To which Vance replied, chuckling, “What do you think I’m doing, son, just playing around?” He adjusted the flame to high and brought it close to Wayne.

“Now, you can stay up there, whimpering like a child, long as you like. Trust me, I’ve got all night. But whimpering ain’t gonna help you in this situation. I want to hear you talking names, son. Otherwise …”

Wayne’s eyes bulged as the flame came close, darting back and forth. “I didn’t do anything to them! I swear. I didn’t.” The heat was close to his face. He began to sob. “I didn’t!”

“Well, that’s just where you’re wrong, son.

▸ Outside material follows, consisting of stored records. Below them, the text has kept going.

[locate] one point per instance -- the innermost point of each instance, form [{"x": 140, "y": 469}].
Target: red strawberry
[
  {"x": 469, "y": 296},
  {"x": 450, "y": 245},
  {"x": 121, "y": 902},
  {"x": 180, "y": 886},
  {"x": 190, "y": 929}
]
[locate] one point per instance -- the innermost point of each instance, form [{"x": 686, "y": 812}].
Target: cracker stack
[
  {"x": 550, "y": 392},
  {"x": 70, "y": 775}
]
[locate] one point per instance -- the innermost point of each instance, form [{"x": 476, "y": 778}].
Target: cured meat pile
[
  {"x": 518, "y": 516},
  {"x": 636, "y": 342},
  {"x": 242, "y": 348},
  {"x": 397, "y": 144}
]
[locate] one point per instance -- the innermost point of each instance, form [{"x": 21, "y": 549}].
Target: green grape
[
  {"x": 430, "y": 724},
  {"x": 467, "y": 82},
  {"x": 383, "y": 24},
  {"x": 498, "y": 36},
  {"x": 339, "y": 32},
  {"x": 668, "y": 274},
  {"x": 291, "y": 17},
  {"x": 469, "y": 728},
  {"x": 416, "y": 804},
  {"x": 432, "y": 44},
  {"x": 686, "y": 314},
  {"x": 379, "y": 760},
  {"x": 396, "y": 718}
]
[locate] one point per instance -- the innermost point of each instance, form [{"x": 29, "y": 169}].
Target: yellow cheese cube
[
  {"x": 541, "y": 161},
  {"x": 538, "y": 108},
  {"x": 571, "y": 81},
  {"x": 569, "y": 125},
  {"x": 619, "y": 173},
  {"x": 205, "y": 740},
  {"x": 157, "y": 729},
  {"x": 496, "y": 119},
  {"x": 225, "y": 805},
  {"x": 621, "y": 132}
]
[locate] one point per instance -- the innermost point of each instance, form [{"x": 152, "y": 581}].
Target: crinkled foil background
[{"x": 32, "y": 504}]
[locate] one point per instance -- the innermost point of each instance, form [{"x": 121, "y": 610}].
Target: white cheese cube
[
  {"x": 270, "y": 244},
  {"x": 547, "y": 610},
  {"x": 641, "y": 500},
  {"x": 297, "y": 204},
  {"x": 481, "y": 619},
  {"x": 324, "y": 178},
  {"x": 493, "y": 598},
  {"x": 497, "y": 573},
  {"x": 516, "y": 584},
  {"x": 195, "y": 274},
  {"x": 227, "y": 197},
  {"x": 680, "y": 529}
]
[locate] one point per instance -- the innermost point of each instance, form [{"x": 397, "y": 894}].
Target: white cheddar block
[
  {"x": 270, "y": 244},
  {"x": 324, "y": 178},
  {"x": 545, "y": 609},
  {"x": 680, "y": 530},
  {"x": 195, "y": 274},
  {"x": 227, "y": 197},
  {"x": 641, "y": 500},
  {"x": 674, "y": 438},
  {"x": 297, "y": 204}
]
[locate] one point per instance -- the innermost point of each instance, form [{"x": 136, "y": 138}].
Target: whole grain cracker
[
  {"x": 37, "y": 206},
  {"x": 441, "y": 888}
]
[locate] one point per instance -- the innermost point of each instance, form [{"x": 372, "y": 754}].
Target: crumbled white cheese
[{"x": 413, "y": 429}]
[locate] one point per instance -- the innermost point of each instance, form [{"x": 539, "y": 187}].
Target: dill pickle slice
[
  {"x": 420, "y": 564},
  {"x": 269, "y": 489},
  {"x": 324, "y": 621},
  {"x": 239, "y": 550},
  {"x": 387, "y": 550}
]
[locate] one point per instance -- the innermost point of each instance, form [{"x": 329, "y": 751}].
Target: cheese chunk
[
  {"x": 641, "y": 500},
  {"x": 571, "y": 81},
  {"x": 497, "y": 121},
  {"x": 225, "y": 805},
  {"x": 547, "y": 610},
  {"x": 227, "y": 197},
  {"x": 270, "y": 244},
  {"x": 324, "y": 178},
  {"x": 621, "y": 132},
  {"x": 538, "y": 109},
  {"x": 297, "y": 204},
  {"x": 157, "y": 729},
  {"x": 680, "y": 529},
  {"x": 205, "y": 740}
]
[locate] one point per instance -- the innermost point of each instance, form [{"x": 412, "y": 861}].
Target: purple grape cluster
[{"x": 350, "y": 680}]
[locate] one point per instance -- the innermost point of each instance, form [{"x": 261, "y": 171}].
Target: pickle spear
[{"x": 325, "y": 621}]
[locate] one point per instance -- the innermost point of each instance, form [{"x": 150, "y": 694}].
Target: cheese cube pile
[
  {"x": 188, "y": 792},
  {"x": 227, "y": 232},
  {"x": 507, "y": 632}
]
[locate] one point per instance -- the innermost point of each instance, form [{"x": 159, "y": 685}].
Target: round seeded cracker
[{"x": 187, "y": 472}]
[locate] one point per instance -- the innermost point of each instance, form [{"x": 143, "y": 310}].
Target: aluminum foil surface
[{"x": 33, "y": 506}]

Where you and I disagree.”

Vance grabbed one of Wayne’s bare feet and put the blue flame against his sole, the boy’s skin sizzling and his leg kicking around like a half-killed bass and a shriek coming out of him that might have been heard in Lowdnes County.

“Please, Mr. Hofer, please …”

“Where you got the Oxy from that you fed my daughter? You hear me? I can make this last forever, son, or I can make it quick. Either way, by the time I leave, I’m going to have what I want.”

He placed the blue flame on Wayne’s foot again, the kid jerking and crying and howling bloody hell. And a stink going up. “Names, son … It’s only going to get worse. I think you must be hearing me now. No one’s leaving here without those names.”